Is it really that much of a hardship to do a delete first, then an insert?
Comment 2 Don Chamberlin 2007-02-12 20:17:04 UTC
Responding to comment #1 from Michael Kay:

As I understand it, the update spec does not currently provide any combination of expressions that is equivalent to the proposed "fold" expression. Here are two attempts to simulate the effects of the following "fold" expression:

fold <c/> into /a/b

(1) We could try a delete followed by an insert:

delete /a/b,
insert <c/> after /a/b

In this case, the new node <c/> will be inserted just after the position of the deleted b-node, but in nondeterministic order with other nodes that are also inserted after /a/b in the same snapshot. So this approach is not equivalent to the fold expression.

(2) We could try a conditional with a replace-branch and an insert-branch:

if (/a/b)
then replace /a/b with <c/>
else insert <c/> into /a

This approach has a serious problem: the else-branch does not specify the position within the parent where the new node should be inserted.
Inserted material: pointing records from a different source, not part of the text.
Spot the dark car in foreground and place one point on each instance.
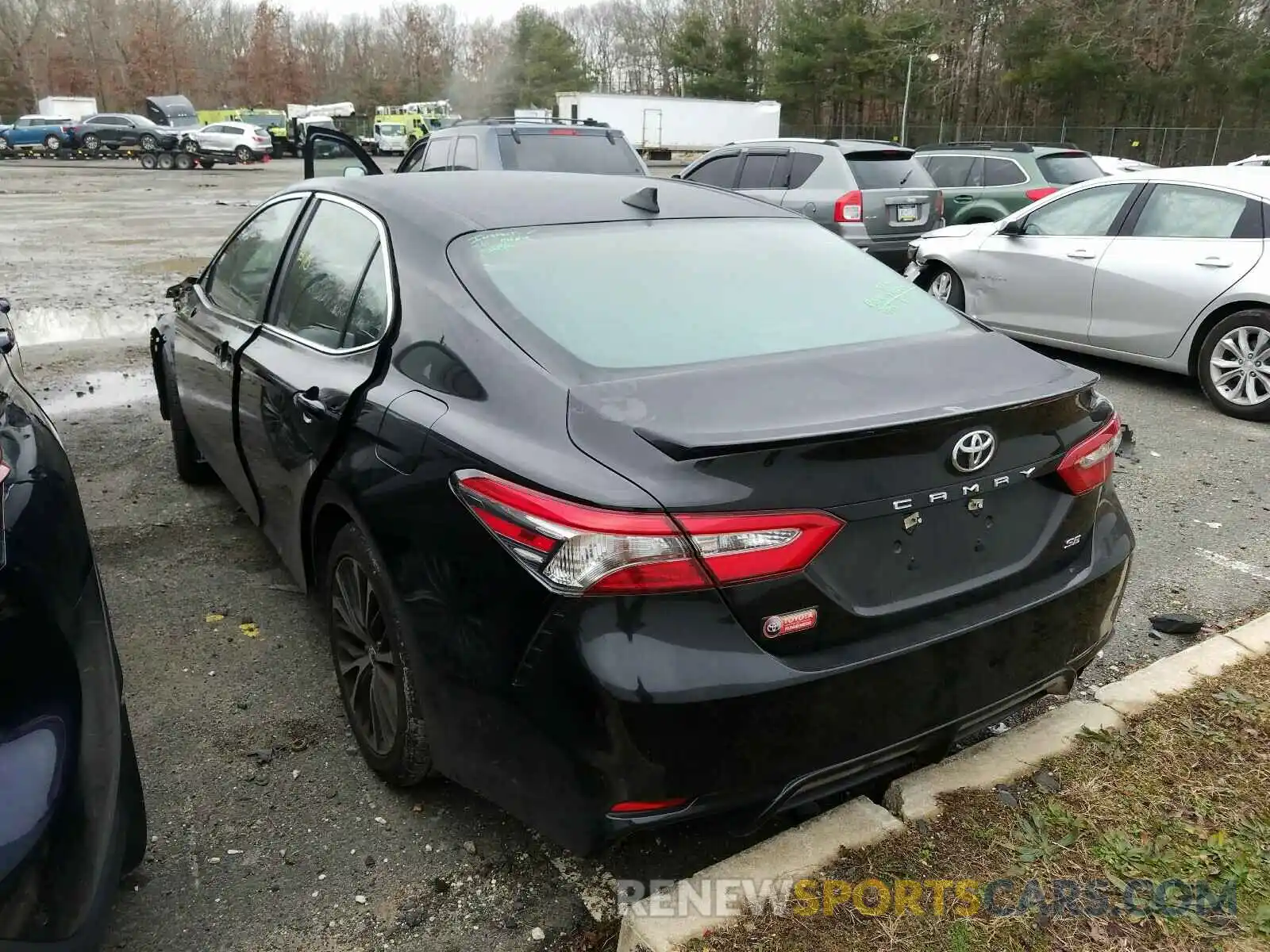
(628, 503)
(71, 808)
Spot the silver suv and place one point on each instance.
(874, 194)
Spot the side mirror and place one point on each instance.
(178, 290)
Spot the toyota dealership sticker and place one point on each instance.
(779, 625)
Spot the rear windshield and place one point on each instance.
(888, 171)
(568, 150)
(619, 296)
(1068, 168)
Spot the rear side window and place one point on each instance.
(675, 296)
(324, 277)
(721, 171)
(238, 282)
(802, 168)
(1068, 168)
(1003, 171)
(950, 171)
(888, 169)
(568, 150)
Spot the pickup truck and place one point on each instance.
(42, 131)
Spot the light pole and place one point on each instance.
(908, 86)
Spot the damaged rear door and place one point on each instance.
(302, 376)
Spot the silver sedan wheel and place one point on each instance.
(1240, 366)
(941, 287)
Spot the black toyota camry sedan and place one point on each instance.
(628, 501)
(71, 810)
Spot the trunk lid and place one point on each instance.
(850, 432)
(899, 196)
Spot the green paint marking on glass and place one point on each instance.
(887, 298)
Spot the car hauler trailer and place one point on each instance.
(662, 126)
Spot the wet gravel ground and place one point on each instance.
(268, 831)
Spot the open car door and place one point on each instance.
(330, 152)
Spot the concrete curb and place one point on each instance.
(803, 850)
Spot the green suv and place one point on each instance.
(988, 181)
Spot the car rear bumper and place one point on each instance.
(57, 898)
(660, 700)
(891, 251)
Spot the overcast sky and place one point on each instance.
(468, 10)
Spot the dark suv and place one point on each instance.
(870, 194)
(988, 181)
(493, 144)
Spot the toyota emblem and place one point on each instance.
(973, 451)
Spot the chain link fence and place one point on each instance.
(1159, 145)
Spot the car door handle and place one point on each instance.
(311, 405)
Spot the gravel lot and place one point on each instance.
(268, 831)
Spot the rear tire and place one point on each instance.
(190, 465)
(945, 286)
(1235, 355)
(375, 659)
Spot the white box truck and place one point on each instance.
(67, 107)
(660, 126)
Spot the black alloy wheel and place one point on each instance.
(372, 659)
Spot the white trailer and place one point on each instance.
(67, 107)
(660, 126)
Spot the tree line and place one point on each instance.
(837, 67)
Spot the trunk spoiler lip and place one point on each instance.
(683, 448)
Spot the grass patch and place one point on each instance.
(1184, 795)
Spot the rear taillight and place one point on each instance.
(850, 209)
(579, 550)
(1090, 463)
(647, 806)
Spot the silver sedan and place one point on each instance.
(1162, 267)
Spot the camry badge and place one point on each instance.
(973, 451)
(778, 625)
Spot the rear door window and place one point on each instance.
(759, 171)
(1068, 168)
(437, 155)
(721, 173)
(465, 154)
(325, 273)
(950, 171)
(568, 150)
(1003, 171)
(802, 168)
(887, 169)
(675, 296)
(1193, 213)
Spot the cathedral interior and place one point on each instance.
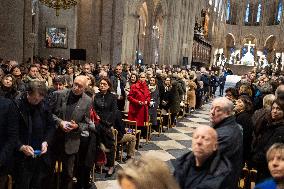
(212, 34)
(183, 32)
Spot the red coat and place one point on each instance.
(139, 113)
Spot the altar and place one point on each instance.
(248, 59)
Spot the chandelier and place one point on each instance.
(59, 4)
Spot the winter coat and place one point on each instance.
(230, 141)
(139, 113)
(191, 96)
(8, 134)
(271, 133)
(244, 119)
(153, 108)
(176, 93)
(213, 174)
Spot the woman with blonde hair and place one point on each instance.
(146, 173)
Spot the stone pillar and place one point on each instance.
(12, 30)
(106, 34)
(29, 37)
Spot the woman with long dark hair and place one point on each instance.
(139, 99)
(270, 133)
(8, 87)
(105, 105)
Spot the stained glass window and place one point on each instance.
(228, 10)
(279, 12)
(247, 13)
(258, 15)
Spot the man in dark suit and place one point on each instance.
(230, 137)
(118, 83)
(8, 135)
(70, 109)
(36, 129)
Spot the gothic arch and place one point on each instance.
(248, 38)
(270, 42)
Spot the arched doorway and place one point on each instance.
(157, 32)
(230, 52)
(269, 47)
(248, 52)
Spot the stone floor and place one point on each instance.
(171, 144)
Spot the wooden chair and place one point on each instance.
(132, 129)
(248, 178)
(100, 165)
(167, 116)
(160, 121)
(10, 182)
(148, 126)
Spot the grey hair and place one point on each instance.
(279, 91)
(148, 173)
(225, 104)
(268, 100)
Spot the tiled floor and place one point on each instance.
(170, 145)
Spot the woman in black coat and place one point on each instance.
(270, 133)
(8, 87)
(244, 110)
(105, 105)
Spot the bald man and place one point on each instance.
(230, 137)
(70, 110)
(204, 167)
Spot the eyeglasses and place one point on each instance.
(44, 68)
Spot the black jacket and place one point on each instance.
(214, 174)
(25, 115)
(230, 141)
(244, 119)
(8, 133)
(106, 106)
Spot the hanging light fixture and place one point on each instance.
(59, 4)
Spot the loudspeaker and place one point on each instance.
(185, 61)
(78, 54)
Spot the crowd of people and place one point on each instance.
(55, 110)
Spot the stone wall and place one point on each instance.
(12, 30)
(240, 69)
(66, 18)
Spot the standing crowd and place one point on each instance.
(55, 110)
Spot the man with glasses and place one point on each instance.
(36, 129)
(8, 136)
(45, 75)
(118, 83)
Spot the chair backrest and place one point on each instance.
(115, 133)
(131, 125)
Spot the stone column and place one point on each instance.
(12, 30)
(111, 33)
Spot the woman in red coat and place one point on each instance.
(139, 98)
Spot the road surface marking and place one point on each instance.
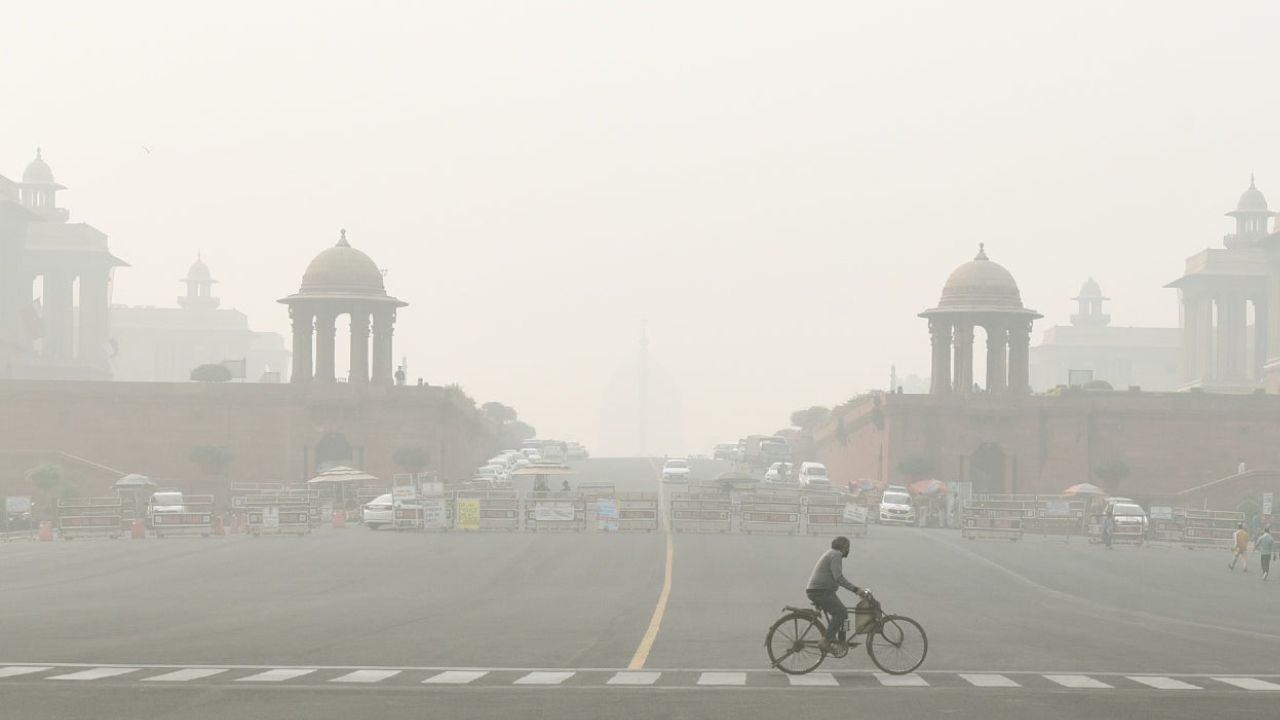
(544, 678)
(1249, 683)
(627, 678)
(650, 634)
(95, 674)
(1164, 683)
(186, 675)
(21, 670)
(366, 677)
(1079, 682)
(910, 680)
(813, 680)
(455, 677)
(277, 675)
(988, 680)
(722, 679)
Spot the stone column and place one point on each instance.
(383, 320)
(963, 358)
(325, 332)
(1020, 356)
(304, 332)
(359, 346)
(997, 359)
(940, 333)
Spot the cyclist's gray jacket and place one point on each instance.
(828, 573)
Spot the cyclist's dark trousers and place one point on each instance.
(830, 601)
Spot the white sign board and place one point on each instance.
(553, 511)
(855, 514)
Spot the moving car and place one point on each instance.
(675, 470)
(896, 507)
(813, 475)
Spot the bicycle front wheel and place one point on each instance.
(897, 645)
(792, 643)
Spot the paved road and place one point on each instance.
(472, 625)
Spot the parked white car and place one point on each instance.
(813, 475)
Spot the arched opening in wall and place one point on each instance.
(987, 469)
(35, 319)
(333, 450)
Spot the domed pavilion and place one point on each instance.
(342, 281)
(981, 294)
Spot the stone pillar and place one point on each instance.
(359, 346)
(940, 333)
(963, 358)
(997, 361)
(325, 332)
(304, 332)
(1020, 356)
(383, 320)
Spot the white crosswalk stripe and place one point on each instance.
(1077, 682)
(456, 678)
(186, 675)
(988, 680)
(634, 678)
(278, 675)
(16, 670)
(1162, 683)
(366, 677)
(95, 674)
(722, 679)
(1249, 683)
(544, 678)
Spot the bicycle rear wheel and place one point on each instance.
(792, 643)
(897, 645)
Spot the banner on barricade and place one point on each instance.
(469, 514)
(607, 514)
(554, 511)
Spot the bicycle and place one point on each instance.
(895, 643)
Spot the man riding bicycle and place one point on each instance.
(827, 578)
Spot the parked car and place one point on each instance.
(675, 470)
(896, 507)
(813, 475)
(378, 513)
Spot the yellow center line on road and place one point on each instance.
(650, 634)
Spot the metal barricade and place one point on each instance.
(554, 511)
(90, 518)
(700, 513)
(776, 513)
(196, 518)
(638, 511)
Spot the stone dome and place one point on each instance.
(37, 172)
(1252, 200)
(981, 285)
(342, 270)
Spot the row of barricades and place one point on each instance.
(768, 513)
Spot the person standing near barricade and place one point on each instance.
(1265, 545)
(1240, 551)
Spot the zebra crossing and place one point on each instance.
(602, 678)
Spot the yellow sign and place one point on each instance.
(469, 514)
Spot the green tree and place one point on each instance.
(211, 373)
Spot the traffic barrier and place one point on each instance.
(90, 518)
(638, 511)
(554, 511)
(702, 514)
(771, 513)
(831, 514)
(195, 519)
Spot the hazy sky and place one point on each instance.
(780, 187)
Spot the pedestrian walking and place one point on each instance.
(1266, 547)
(1240, 551)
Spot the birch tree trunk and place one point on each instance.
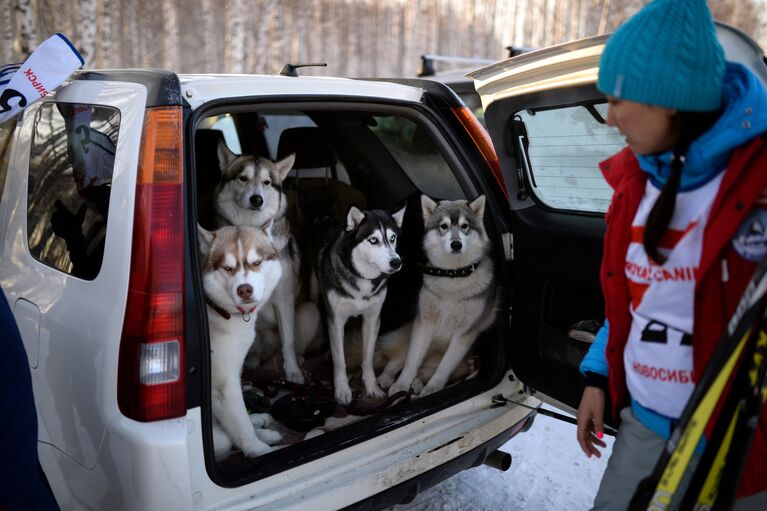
(234, 51)
(130, 44)
(209, 36)
(85, 31)
(104, 53)
(6, 32)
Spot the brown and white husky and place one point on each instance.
(241, 269)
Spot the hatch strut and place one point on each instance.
(499, 400)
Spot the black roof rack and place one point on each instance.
(518, 50)
(290, 69)
(428, 60)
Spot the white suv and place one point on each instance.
(103, 185)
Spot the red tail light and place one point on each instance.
(150, 383)
(482, 140)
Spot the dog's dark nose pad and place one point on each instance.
(256, 201)
(244, 291)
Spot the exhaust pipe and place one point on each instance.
(499, 460)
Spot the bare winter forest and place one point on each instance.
(354, 37)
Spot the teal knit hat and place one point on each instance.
(666, 55)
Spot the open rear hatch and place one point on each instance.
(547, 122)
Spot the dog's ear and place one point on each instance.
(399, 215)
(427, 207)
(284, 165)
(353, 218)
(478, 206)
(225, 156)
(205, 239)
(267, 227)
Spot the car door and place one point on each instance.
(547, 123)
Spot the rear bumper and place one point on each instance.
(406, 492)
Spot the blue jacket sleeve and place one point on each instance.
(595, 360)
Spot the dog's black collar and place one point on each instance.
(454, 273)
(216, 307)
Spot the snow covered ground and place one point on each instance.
(549, 472)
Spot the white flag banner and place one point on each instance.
(46, 68)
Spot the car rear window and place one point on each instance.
(70, 179)
(6, 136)
(415, 151)
(561, 154)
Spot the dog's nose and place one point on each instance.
(244, 291)
(256, 201)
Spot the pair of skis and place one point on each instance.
(731, 390)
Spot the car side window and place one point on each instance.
(561, 149)
(6, 138)
(70, 178)
(417, 154)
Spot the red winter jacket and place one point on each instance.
(723, 273)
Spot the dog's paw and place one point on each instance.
(255, 448)
(385, 380)
(294, 374)
(260, 420)
(269, 436)
(343, 394)
(374, 391)
(398, 387)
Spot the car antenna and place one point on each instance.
(290, 69)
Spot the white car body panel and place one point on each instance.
(73, 336)
(95, 457)
(199, 89)
(577, 63)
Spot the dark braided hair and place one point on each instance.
(691, 126)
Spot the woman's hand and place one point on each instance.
(590, 421)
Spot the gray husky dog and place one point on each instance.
(354, 266)
(250, 193)
(241, 270)
(456, 303)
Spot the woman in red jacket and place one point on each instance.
(685, 229)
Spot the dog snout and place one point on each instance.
(256, 201)
(245, 291)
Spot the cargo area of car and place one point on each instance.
(372, 156)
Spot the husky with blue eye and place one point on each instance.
(456, 303)
(353, 269)
(250, 193)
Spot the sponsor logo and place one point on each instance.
(663, 374)
(750, 240)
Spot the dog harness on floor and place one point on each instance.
(454, 273)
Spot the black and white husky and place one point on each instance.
(240, 271)
(456, 303)
(354, 266)
(250, 193)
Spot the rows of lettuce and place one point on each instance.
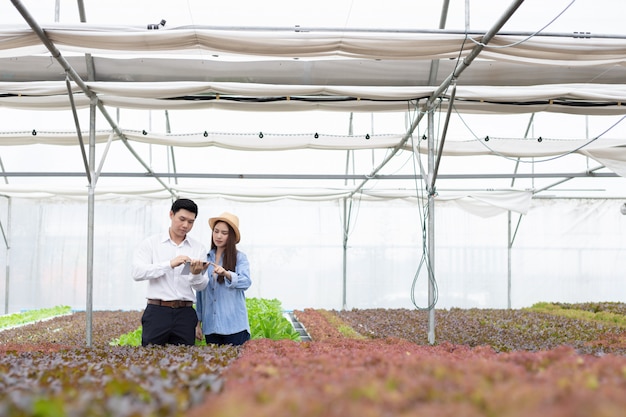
(62, 327)
(592, 328)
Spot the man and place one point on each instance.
(174, 266)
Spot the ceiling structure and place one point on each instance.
(418, 72)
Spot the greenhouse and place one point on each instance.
(431, 197)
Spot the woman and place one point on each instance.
(221, 306)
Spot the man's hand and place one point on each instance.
(198, 266)
(179, 260)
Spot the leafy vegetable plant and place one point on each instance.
(16, 319)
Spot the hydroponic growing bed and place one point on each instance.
(551, 360)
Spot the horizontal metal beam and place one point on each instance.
(310, 176)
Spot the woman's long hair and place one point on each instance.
(229, 257)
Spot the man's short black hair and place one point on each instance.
(184, 203)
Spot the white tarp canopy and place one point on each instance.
(285, 69)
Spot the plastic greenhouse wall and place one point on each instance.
(566, 250)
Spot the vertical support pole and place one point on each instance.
(7, 243)
(431, 229)
(90, 218)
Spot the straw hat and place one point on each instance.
(229, 218)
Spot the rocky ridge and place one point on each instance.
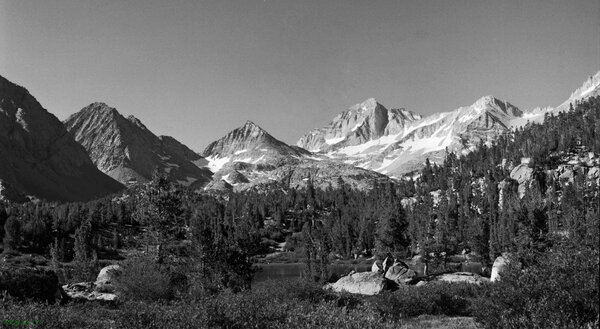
(39, 157)
(125, 149)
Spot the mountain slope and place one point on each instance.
(590, 88)
(249, 144)
(126, 150)
(39, 157)
(359, 124)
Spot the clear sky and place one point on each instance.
(196, 69)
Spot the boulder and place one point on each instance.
(363, 283)
(465, 277)
(499, 266)
(400, 273)
(86, 291)
(524, 175)
(387, 263)
(105, 282)
(567, 176)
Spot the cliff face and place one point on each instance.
(39, 157)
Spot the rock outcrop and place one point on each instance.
(39, 157)
(105, 282)
(400, 273)
(523, 174)
(462, 277)
(87, 291)
(500, 265)
(363, 283)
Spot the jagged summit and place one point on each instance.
(590, 88)
(358, 124)
(39, 157)
(125, 149)
(248, 143)
(368, 105)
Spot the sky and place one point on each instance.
(197, 69)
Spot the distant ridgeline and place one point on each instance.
(539, 180)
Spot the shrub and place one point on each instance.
(558, 290)
(143, 279)
(452, 299)
(29, 283)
It cannot say
"after /a/b" because in this branch we know that /a/b does not exist. So this approach is also not equivalent to the fold expression. 

Regards,
Don Chamberlin
Comment 3 Michael Kay 2007-02-12 20:41:28 UTC
I don't think I understand the semantics of the proposed fold operation. If my existing element has children Q, T, and G, and I fold in a sequence containing Z, T, and K, what is the resulting sequence? Does it use schema knowledge to know that the Z belongs before the Q and the K belongs after the G? If the schema said that the K element has to come first, would it give me K Z Q T G?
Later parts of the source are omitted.